Cluster remains in Primary state after 2 of 4 nodes are stopped

Hi there,

I am running a Percona XtraDB Cluster with 4 nodes in my lab environment.

After stopping 2 nodes, I still see that the cluster status is reported as Primary.

My expectation was that with only 2 nodes left (and no sufficient quorum), the cluster should switch to Non-Primary. Instead, it remains in Primary state.

Could someone please clarify why this happens?

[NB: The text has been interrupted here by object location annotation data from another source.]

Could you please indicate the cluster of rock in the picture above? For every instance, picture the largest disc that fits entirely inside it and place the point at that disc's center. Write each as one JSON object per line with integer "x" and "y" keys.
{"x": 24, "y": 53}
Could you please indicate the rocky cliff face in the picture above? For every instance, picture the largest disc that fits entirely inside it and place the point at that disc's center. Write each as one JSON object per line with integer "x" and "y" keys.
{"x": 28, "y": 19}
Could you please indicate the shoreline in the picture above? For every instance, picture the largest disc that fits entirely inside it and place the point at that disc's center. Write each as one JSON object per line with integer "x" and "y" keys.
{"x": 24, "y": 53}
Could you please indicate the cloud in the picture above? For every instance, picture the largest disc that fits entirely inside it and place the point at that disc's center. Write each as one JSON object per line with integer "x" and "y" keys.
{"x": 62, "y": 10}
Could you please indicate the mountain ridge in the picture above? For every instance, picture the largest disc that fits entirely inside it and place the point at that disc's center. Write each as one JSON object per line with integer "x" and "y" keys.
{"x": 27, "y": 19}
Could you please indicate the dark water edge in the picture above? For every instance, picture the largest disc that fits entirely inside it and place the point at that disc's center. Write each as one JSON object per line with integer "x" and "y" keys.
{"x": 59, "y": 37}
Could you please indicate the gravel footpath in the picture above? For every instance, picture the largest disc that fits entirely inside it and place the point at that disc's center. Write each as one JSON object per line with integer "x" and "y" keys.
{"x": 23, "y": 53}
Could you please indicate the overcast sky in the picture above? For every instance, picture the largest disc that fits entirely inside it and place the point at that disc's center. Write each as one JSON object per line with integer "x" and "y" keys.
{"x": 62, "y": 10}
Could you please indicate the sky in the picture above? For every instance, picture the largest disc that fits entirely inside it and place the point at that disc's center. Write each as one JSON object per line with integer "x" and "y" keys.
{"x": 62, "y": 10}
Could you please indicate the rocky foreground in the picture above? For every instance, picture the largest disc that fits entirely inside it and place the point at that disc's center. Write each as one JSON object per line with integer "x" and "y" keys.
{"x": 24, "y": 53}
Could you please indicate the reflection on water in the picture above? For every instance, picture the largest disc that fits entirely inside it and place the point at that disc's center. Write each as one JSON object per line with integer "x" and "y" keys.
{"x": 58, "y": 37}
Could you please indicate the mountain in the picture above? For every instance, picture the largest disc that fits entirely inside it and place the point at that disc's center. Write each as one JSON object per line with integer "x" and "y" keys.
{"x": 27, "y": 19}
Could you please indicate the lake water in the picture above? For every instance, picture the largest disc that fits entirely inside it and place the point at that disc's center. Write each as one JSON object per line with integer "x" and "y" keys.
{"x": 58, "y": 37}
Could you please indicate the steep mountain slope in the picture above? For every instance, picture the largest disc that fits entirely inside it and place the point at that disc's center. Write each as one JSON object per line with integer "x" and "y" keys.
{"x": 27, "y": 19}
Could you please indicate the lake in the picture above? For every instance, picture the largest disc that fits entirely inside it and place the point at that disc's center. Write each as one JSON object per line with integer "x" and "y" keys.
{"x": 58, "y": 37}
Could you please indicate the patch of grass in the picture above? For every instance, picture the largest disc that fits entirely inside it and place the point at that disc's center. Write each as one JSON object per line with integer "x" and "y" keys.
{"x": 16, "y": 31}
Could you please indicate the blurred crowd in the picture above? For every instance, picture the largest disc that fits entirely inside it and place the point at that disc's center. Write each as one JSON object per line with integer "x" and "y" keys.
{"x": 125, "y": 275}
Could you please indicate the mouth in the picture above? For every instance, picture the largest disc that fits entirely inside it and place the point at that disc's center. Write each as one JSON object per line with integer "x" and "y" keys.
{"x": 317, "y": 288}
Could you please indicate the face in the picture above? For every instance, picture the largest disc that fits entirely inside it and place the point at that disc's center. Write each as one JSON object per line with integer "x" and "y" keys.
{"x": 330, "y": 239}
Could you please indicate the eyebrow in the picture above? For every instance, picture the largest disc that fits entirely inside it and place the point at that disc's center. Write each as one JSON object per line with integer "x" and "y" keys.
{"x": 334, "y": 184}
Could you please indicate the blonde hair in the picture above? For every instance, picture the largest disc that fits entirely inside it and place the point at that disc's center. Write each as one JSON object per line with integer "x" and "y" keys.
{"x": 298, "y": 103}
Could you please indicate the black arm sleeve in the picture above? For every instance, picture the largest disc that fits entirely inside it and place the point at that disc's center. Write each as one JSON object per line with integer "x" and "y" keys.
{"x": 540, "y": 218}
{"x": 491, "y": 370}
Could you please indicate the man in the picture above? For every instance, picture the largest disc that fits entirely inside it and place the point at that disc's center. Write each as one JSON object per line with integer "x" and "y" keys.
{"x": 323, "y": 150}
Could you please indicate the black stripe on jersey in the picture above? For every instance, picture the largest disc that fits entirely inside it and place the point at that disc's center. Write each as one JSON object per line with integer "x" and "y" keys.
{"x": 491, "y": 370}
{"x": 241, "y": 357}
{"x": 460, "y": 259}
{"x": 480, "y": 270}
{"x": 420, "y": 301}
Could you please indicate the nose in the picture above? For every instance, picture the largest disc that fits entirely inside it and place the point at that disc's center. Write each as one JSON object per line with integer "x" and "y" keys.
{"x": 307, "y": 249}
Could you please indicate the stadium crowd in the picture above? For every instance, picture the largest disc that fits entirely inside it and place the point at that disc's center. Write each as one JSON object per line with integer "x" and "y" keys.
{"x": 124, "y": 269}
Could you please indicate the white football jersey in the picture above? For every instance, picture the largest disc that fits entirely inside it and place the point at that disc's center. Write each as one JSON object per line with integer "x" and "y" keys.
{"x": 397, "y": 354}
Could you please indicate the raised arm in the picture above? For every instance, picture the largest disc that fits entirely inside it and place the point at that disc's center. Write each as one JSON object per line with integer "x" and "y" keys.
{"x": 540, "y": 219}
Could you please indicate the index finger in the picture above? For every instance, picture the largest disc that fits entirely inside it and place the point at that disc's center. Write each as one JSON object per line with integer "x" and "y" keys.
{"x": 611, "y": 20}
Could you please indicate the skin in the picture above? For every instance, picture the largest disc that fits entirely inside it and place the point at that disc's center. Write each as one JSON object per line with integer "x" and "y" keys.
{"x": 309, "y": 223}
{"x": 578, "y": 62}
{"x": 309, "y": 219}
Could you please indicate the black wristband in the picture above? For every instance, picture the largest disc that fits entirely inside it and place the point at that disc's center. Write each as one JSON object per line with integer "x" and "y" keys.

Is my understanding of quorum incorrect in this scenario? Shouldn’t 2 out of 4 nodes mean the cluster loses quorum?

Are there configuration settings that affect this behavior?

Thank you in advance for your help and insights.

Never recommended, even in lab environments.

It should. Look at wsrep_cluster_size status. Look at wsrep_provider_options and check that no servers have increased weights as additional weight adds to quorum count.

1 Like

Hi @matthewb , thank you for your response.

To be honest, I have been instructed by my boss to add the fourth node to the test cluster :open_mouth:

I would expect the cluster status to be non-Primary with only two nodes out of four, but it isn’t. Indeed, it doesn’t seem to be increased weights to quorum count….

xxxxxxxxxxxxxxxxxxxxxxxxxxxxxxxxxxxxxxxxxxxxxxxxxxxxxxxxxxxxxxxxxxxxxxxxxxx

mysql> SHOW STATUS LIKE ‘wsrep_cluster_size’;
±-------------------±------+
| Variable_name | Value |
±-------------------±------+
| wsrep_cluster_size | 2 |
±-------------------±------+
1 row in set (0.00 sec)

xxxxxxxxxxxxxxxxxxxxxxxxxxxxxxxxxxxxxxxxxxxxxxxxxxxxxxxxxxxxxxxxxxxxxxxxxxxx

mysql> SHOW STATUS LIKE ‘wsrep_cluster_status’;
±---------------------±--------+
| Variable_name | Value |
±---------------------±--------+
| wsrep_cluster_status | Primary |
±---------------------±--------+
1 row in set (0.00 sec)

xxxxxxxxxxxxxxxxxxxxxxxxxxxxxxxxxxxxxxxxxxxxxxxxxxxxxxxxxxxxxxxxxxxxxxxxxxxx

mysql> SHOW STATUS LIKE ‘wsrep_provider_options’;
Empty set (0.00 sec)

Is there any other way how to explain or troubleshoot this behavior?

This is a variable; SHOW GLOBAL VARIABLES Look for pc.weight within this long list of parameters. The value should be 1 for all nodes.

Also, provide the my.cnf for the nodes, and perhaps some of the last 50 lines of mysql error log when you stopped the 2 nodes. There will be information in the log about quorum votes/calculations/etc.

1 Like

Send this forum post to your boss where Percona, the creators of PXC, say not to use an even number of nodes. :slight_smile:

1 Like

Thank you for the honest response.

After another group discussion, it was said to me that, “if it helps, you can add a fifth node”. Therefore, I will close this post with the conclusion that a cluster should have an odd number of nodes. To troubleshoot possible issues with quorum or Primary/Non-Primary state, you should also review metrics and configuration such as wsrep_provider_options, pc.weight, the my.cnf file for the nodes, as well as the MySQL error log.

@SQLCaesar, if you have concerns about data size, or the resources of a 5th node, consider making the 5th node a simple arbitrator using garbd. This node stores no data, but still functions as a voting member regarding quorum counts.

1 Like